New research in the journal Nature used direct satellite observations of floods to reveal that the proportion of the world’s population exposed to floods has grown by 24% since the turn of the century – 10 times higher than scientists previously thought – due to both increased flooding and population migration.
This marks an increase of population inside flood-prone regions of up to 86 million people, according to a team of researchers led by scientists at Cloud to Street, a global flood tracking and risk analytics company for disaster managers and insurers.
“We found that economic development and people moving into flood-prone areas is significantly increasing the number of people exposed to floods in those regions. Furthermore, increasing flood exposure is rooted in underlying conditions that give vulnerable populations no choice but to settle in flood zones,” said study co-lead author Jonathan Sullivan.

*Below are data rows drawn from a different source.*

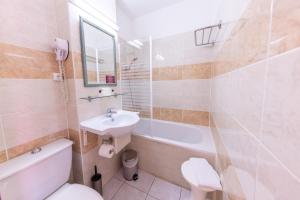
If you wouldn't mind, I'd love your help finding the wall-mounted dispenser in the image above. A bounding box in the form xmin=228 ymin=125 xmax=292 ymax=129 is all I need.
xmin=52 ymin=38 xmax=69 ymax=61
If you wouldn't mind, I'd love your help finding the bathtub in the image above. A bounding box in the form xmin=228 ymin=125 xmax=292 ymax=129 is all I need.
xmin=133 ymin=119 xmax=216 ymax=154
xmin=128 ymin=119 xmax=216 ymax=188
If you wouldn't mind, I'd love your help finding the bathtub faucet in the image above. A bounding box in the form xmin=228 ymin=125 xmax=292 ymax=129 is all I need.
xmin=106 ymin=108 xmax=117 ymax=121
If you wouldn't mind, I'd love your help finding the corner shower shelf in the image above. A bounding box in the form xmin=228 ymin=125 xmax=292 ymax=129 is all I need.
xmin=194 ymin=21 xmax=222 ymax=46
xmin=80 ymin=92 xmax=128 ymax=102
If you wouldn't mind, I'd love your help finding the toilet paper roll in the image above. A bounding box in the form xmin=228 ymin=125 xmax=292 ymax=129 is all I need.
xmin=98 ymin=144 xmax=115 ymax=158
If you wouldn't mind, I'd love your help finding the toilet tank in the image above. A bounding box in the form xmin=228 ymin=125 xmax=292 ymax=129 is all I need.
xmin=0 ymin=139 xmax=72 ymax=200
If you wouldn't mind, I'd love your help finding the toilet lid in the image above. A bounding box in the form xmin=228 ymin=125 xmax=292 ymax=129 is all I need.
xmin=181 ymin=158 xmax=222 ymax=190
xmin=46 ymin=184 xmax=103 ymax=200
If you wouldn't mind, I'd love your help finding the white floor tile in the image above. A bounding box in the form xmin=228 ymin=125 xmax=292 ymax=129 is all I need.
xmin=180 ymin=188 xmax=191 ymax=200
xmin=112 ymin=183 xmax=147 ymax=200
xmin=103 ymin=178 xmax=123 ymax=200
xmin=114 ymin=169 xmax=125 ymax=181
xmin=149 ymin=178 xmax=181 ymax=200
xmin=126 ymin=170 xmax=155 ymax=193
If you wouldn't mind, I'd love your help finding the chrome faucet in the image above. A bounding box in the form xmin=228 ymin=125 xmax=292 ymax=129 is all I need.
xmin=106 ymin=108 xmax=117 ymax=121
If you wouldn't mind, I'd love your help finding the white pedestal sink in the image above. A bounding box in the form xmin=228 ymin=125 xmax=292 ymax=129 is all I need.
xmin=80 ymin=110 xmax=140 ymax=137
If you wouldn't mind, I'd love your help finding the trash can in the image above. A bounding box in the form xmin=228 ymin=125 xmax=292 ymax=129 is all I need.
xmin=122 ymin=149 xmax=138 ymax=181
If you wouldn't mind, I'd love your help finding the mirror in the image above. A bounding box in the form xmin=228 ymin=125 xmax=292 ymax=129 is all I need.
xmin=80 ymin=18 xmax=117 ymax=87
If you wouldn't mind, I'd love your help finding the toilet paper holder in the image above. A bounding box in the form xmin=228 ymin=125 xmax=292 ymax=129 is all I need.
xmin=102 ymin=137 xmax=114 ymax=144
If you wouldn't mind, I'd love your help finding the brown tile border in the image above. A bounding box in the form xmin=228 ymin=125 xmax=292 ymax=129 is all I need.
xmin=0 ymin=151 xmax=7 ymax=163
xmin=0 ymin=43 xmax=59 ymax=79
xmin=7 ymin=130 xmax=68 ymax=159
xmin=152 ymin=62 xmax=213 ymax=81
xmin=153 ymin=107 xmax=209 ymax=126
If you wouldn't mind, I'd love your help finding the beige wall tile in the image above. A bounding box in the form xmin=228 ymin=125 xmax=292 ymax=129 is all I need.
xmin=182 ymin=63 xmax=212 ymax=79
xmin=159 ymin=66 xmax=182 ymax=80
xmin=152 ymin=63 xmax=212 ymax=81
xmin=0 ymin=0 xmax=58 ymax=52
xmin=214 ymin=0 xmax=271 ymax=76
xmin=0 ymin=78 xmax=64 ymax=115
xmin=160 ymin=108 xmax=182 ymax=122
xmin=0 ymin=151 xmax=7 ymax=163
xmin=0 ymin=43 xmax=59 ymax=79
xmin=262 ymin=49 xmax=300 ymax=177
xmin=255 ymin=148 xmax=300 ymax=200
xmin=182 ymin=110 xmax=209 ymax=126
xmin=2 ymin=105 xmax=67 ymax=148
xmin=153 ymin=107 xmax=209 ymax=126
xmin=270 ymin=0 xmax=300 ymax=55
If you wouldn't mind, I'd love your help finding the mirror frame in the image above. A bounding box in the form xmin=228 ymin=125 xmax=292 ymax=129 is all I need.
xmin=79 ymin=17 xmax=117 ymax=87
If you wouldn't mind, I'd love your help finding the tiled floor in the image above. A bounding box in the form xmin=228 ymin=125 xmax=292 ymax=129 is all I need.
xmin=103 ymin=170 xmax=190 ymax=200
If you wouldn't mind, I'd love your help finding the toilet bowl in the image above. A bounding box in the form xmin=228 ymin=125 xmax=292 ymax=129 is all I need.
xmin=181 ymin=158 xmax=222 ymax=200
xmin=0 ymin=139 xmax=103 ymax=200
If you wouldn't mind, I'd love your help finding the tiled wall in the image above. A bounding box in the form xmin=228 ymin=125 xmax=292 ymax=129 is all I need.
xmin=211 ymin=0 xmax=300 ymax=200
xmin=152 ymin=31 xmax=215 ymax=126
xmin=0 ymin=0 xmax=68 ymax=163
xmin=0 ymin=0 xmax=121 ymax=188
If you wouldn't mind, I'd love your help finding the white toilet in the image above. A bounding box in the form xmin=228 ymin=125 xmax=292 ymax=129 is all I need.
xmin=181 ymin=158 xmax=222 ymax=200
xmin=0 ymin=139 xmax=103 ymax=200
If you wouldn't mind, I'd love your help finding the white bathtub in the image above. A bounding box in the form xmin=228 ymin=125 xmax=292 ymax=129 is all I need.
xmin=133 ymin=119 xmax=216 ymax=154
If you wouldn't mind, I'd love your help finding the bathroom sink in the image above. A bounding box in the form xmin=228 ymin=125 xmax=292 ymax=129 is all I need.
xmin=80 ymin=110 xmax=140 ymax=137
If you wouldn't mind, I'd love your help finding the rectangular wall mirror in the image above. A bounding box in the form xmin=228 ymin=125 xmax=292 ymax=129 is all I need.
xmin=80 ymin=18 xmax=117 ymax=87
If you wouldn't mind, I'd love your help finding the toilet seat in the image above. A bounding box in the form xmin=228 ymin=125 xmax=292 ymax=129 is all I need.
xmin=181 ymin=158 xmax=222 ymax=192
xmin=46 ymin=183 xmax=103 ymax=200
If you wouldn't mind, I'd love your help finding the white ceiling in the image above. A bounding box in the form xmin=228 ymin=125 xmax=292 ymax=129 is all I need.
xmin=117 ymin=0 xmax=183 ymax=18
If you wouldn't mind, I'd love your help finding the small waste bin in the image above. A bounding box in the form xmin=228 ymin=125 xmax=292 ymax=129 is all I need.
xmin=122 ymin=149 xmax=138 ymax=181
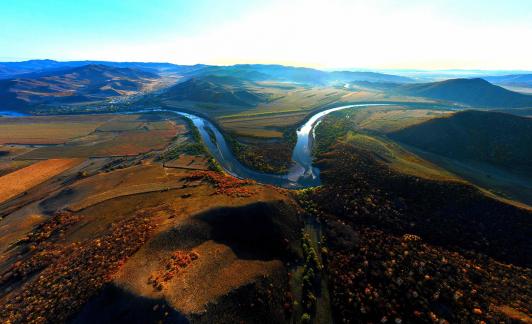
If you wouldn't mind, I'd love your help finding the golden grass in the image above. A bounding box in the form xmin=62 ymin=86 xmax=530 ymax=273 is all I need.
xmin=345 ymin=132 xmax=460 ymax=181
xmin=0 ymin=159 xmax=82 ymax=203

“Without greater attention to land-use zoning and provisioning of affordable, safe housing alternatives for the poor who have little choice, it’s likely these trends will continue,” said Sullivan, an expert on satellite-imagery analysis who worked on the flooding project throughout his time at U-M and who is now a postdoctoral researcher at the University of Arizona.
Powered by twice daily, global satellite imaging, the Global Flood Database has mapped and analyzed 913 flood events in 169 countries since 2000.
Most of the flood events in the database were caused by heavy rainfall. The other top causes, in order of frequency, are tropical storms or surge, snow or ice melt, and dam breaks.